Этим временем они вышли на большую дорогу и после дружеских пожатий разошлись в разные стороны. Доктор Слеммер и приятели его отправились в Четемские казармы; м‑р Винкель и неразлучный его друг воротились в свою гостиницу.
Глава III
Еще новый приятель. – Повесть кочующего актера. – Неприятная встреча.
М‑р Пикквик уже начинал серьезно беспокоиться насчет необыкновенного отсутствия двух своих приятелей и припоминал теперь с замиранием сердца, что они все утро вели себя чрезвычайно странным и несколько загадочным манером. Тем сильнее была его радость, когда он увидел их опять, невредимых, здоровых и даже способных к поэтическому излиянию своих чувств. Очень естественно, что он позаботился расспросить прежде всего, где они пропадали целый вечер. Обнаруживая полную готовность отвечать на эти вопросы, м‑р Снодграс собирался представить подробный исторический отчет обо всем, что происходило за крепостью Питта на закате солнца, как вдруг внимание его было привлечено неожиданным замечанием, что в комнате присутствовали не только м‑р Топман и дорожный их товарищ вчерашнего дня но еще какой-то другой незнакомец замечательной наружности. То был джентльмен, очевидно знакомый с горьким опытом жизни.
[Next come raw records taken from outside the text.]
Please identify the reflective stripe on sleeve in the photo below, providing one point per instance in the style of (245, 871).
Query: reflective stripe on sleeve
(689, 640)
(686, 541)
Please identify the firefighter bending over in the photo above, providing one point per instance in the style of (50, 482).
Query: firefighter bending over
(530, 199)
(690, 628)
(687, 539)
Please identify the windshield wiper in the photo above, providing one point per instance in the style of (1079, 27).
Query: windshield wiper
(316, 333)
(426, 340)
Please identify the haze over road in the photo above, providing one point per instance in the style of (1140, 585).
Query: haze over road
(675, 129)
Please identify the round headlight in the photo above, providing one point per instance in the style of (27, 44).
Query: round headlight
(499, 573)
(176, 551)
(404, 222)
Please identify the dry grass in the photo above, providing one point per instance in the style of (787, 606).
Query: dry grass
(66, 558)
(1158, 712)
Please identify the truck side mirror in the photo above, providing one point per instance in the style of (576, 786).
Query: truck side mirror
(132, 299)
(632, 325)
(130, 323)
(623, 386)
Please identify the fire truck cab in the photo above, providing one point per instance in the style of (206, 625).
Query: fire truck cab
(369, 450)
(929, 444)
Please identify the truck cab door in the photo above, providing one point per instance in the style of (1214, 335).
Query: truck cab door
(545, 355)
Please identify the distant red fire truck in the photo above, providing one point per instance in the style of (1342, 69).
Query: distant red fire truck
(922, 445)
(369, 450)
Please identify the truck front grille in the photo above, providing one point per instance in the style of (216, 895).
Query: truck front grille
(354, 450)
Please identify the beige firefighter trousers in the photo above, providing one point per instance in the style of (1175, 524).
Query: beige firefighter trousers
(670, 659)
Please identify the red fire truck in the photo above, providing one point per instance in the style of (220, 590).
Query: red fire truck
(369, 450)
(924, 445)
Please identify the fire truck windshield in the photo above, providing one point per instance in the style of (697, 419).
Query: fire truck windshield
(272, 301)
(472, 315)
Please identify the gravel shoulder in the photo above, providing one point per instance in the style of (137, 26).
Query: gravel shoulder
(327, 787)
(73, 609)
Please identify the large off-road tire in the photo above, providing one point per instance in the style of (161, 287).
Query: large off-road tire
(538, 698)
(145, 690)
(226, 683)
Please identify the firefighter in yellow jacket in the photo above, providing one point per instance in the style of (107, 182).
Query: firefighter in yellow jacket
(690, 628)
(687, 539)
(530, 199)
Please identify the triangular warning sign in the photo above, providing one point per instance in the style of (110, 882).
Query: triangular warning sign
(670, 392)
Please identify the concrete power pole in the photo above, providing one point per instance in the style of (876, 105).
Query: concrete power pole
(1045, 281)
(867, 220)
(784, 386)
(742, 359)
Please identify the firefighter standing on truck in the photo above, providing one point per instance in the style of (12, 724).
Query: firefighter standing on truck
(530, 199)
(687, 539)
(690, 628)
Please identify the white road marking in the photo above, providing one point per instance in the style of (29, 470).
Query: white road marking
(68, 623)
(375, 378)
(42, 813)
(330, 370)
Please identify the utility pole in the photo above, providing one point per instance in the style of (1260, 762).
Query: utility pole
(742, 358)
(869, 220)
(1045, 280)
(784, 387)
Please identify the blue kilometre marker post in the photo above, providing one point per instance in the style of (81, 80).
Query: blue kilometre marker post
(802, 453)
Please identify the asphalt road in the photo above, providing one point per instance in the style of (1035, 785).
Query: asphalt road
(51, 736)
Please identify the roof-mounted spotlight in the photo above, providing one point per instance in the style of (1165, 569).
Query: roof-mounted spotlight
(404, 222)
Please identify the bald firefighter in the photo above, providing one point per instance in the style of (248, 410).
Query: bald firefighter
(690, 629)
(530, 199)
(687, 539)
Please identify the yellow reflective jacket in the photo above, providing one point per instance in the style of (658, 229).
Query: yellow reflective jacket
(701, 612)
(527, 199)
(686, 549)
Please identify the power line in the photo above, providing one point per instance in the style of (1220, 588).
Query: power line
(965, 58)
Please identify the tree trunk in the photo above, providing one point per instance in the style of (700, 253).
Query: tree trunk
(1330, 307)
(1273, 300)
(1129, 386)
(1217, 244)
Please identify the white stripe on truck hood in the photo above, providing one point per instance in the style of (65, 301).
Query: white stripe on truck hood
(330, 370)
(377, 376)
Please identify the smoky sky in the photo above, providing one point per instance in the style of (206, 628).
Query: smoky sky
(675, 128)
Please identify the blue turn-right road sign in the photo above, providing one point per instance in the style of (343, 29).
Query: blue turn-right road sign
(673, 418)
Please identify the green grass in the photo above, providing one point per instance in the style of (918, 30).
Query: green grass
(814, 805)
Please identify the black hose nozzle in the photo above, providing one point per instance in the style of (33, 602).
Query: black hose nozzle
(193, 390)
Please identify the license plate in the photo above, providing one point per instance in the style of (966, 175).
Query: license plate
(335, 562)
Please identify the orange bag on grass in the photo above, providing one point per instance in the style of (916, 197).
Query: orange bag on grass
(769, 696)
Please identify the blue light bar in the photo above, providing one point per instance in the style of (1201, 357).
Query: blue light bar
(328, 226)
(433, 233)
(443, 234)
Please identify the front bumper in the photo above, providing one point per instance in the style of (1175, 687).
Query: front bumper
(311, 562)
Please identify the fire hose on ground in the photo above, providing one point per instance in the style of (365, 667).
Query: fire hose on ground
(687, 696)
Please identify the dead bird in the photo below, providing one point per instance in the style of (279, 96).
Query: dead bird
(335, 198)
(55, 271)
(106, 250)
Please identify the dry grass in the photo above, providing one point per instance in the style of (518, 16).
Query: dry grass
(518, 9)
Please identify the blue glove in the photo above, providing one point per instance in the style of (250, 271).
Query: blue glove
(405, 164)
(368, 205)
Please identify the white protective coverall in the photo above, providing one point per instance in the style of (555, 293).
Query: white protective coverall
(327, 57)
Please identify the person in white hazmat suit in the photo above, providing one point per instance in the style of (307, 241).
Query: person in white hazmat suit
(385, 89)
Его померанцевое лицо и глубоко впалые глаза казались чрезвычайно выразительными от резкого контраста с черными густыми волосами, падавшими в поэтическом беспорядке на его лоб и щеки. Взор его искрился почти неестественно пронзительным и ярким блеском; высокие его скулы страшно выдались вперед по обеим сторонам лица, и челюсти его были до того длинны и отвислы, что с первого раза можно было подумать, что вся кожа сползла с его лица вследствие каких-нибудь конвульсий, если б в то же время полуоткрытый рот и неподвижная физиономия не доказывали убедительным образом, что такова была его обычная наружность. На шее красовалась у него зеленая шаль с огромными концами, подвернутыми под грудь, и выставлявшимися наружу из под изорванных петель его старого жилета. Верхним его одеянием был длинный черный сюртук, нижним – широкие штаны из толстого серого сукна и огромные сапоги с заостренными носками.
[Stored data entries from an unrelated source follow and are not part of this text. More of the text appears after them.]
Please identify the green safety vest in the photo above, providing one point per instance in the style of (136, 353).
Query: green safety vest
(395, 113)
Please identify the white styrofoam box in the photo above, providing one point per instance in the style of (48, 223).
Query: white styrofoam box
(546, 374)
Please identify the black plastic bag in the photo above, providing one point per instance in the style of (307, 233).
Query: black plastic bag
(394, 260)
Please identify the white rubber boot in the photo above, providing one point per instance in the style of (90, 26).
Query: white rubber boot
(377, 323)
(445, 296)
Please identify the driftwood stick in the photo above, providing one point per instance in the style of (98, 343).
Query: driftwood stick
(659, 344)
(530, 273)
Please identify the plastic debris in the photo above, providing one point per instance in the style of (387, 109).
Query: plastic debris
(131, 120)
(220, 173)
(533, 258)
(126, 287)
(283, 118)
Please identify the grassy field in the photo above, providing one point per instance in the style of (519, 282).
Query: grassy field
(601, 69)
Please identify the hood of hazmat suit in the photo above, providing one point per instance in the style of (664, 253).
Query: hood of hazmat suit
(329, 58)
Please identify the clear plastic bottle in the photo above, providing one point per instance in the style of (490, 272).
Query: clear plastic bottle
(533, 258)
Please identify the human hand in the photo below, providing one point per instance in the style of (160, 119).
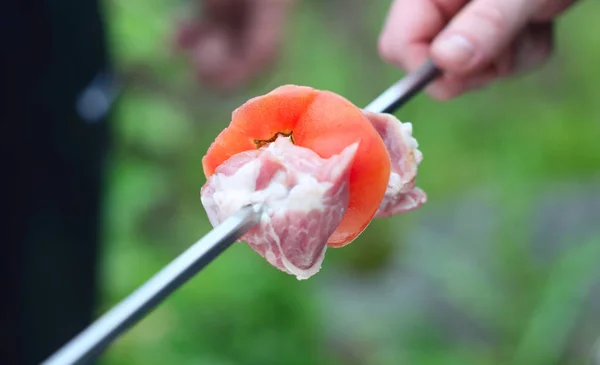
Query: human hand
(233, 40)
(473, 42)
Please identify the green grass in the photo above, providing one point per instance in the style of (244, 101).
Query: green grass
(515, 140)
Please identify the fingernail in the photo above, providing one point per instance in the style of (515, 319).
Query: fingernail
(454, 50)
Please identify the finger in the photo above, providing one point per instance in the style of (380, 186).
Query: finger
(410, 27)
(531, 49)
(479, 34)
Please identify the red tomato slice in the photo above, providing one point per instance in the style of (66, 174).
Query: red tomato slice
(323, 122)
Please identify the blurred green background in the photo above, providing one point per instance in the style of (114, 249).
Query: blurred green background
(501, 266)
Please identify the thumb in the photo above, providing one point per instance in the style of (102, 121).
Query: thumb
(479, 34)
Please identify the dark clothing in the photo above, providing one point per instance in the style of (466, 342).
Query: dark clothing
(53, 164)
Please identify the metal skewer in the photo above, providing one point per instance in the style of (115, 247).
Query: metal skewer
(95, 338)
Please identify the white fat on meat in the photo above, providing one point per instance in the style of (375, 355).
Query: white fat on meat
(304, 195)
(401, 195)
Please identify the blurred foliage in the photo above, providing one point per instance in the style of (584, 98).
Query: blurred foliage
(516, 141)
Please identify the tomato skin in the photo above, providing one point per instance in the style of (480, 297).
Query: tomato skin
(323, 122)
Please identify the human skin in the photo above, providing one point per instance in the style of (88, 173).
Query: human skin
(473, 42)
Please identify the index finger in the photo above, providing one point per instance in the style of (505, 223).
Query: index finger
(411, 26)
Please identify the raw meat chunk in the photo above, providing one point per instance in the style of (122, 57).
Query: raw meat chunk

На этой-то особе сосредоточился взгляд м‑ра Винкеля при входе в комнату президента. М‑р Пикквик спешил рекомендовать:
– Почтенный друг нашего друга. Сегодня мы узнали, что общий друг наш состоит на службе в здешнем театре, хотя он собственно не желает приводить это в известность. Почтенный джентльмен принадлежит тоже к обществу актеров. Он собирался рассказать нам маленький анекдот из жизни людей этой профессии.
– Кучу анекдотов! – подхватил зеленофрачный незнакомец вчерашнего дня. Он подошел к м‑ру Винкелю и продолжал вполголоса дружеским тоном. – Славный малый… тяжкая профессия… не то, чтоб актер… все роды бедствий… горемычный Яша… так мы его прозвали.
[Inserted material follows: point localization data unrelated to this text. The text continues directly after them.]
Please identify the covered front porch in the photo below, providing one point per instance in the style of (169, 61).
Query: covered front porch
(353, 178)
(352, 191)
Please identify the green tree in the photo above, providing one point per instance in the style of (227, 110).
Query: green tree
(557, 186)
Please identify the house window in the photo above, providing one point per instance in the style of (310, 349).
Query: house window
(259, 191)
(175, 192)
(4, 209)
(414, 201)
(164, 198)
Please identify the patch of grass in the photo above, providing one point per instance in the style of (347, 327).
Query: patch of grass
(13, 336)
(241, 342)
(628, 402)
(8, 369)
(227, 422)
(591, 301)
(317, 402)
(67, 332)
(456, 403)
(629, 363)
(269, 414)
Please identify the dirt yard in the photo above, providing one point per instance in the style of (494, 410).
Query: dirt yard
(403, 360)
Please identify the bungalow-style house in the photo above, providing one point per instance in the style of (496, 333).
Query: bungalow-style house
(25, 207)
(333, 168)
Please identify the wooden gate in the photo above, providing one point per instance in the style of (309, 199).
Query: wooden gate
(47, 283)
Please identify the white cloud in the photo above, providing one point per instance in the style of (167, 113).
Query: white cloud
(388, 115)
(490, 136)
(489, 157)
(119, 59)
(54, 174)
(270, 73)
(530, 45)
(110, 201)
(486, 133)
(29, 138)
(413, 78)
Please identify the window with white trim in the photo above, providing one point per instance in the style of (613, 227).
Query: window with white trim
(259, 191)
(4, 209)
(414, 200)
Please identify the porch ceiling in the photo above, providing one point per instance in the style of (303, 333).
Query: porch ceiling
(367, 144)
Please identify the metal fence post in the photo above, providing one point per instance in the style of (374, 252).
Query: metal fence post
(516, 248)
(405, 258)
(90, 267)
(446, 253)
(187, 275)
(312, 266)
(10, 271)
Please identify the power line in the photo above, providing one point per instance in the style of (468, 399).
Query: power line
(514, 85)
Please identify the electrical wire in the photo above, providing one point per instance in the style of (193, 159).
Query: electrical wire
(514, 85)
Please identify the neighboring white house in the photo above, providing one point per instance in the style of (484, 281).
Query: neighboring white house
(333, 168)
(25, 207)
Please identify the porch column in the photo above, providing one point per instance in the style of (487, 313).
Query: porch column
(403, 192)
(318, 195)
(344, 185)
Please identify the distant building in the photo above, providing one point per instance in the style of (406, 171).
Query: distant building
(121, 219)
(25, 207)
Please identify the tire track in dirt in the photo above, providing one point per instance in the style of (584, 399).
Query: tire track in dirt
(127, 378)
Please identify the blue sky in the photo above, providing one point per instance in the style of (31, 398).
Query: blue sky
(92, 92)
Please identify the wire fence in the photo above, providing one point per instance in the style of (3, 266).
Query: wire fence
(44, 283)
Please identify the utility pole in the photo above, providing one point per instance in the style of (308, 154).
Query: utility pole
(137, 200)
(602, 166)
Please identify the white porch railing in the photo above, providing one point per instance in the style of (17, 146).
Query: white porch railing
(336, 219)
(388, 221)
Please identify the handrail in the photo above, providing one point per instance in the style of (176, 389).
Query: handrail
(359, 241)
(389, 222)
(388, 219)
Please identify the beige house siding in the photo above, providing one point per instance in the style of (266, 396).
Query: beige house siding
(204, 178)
М‑р Винкель и м‑р Снодграс учтиво раскланялись с «Горемычным Яшей» и, потребовав себе пунша, в подражание членам остальной компании, уселись за общий стол.
– Теперь, стало быть, вы можете рассказать нам свою повесть, – сказал м‑р Пикквик. – Мы с удовольствием готовы слушать.
«Горемычный Яша» вынул из кармана грязный сверток бумаги и, обращаясь к м‑ру Снодграсу, поспешившему вооружиться записной книгой, – спросил охриплым и басистым голосом:
– Вы поэт?
– Я… Я… немножко: поэзия – мой любимый предмет, – отвечал м‑р Снодграс, несколько озадаченный неожиданным вопросом.
– О! поэзия – то же для жизни, что музыка и свечи для театра: она животворит и просвещает всякого человека, выступающего на сцену жизни. Отнимите у театра его искусственные украшения, и лишите жизнь её фантастических мечтаний: что тогда? Лучше смерть и безмолвная могила.
– Совершенная правда, сэр! – отвечал м‑р Снодграс.
– Сидеть перед сценой, за оркестром, – продолжал горемычный джентльмен, – значит то же, что присутствовать на каком-нибудь блестящем параде и наивно удивляться шелковым тканям мишурной толпы: быть на самой сцене, значит принадлежать к действующим лицам, посвятившим свои способности и силы на забаву этой пестрой толпы. Неизвестность, голодная смерть, совершенное забвение – все может случиться с человеком. Такова судьба!
– Истинно так! – проговорил м‑р Снодграс.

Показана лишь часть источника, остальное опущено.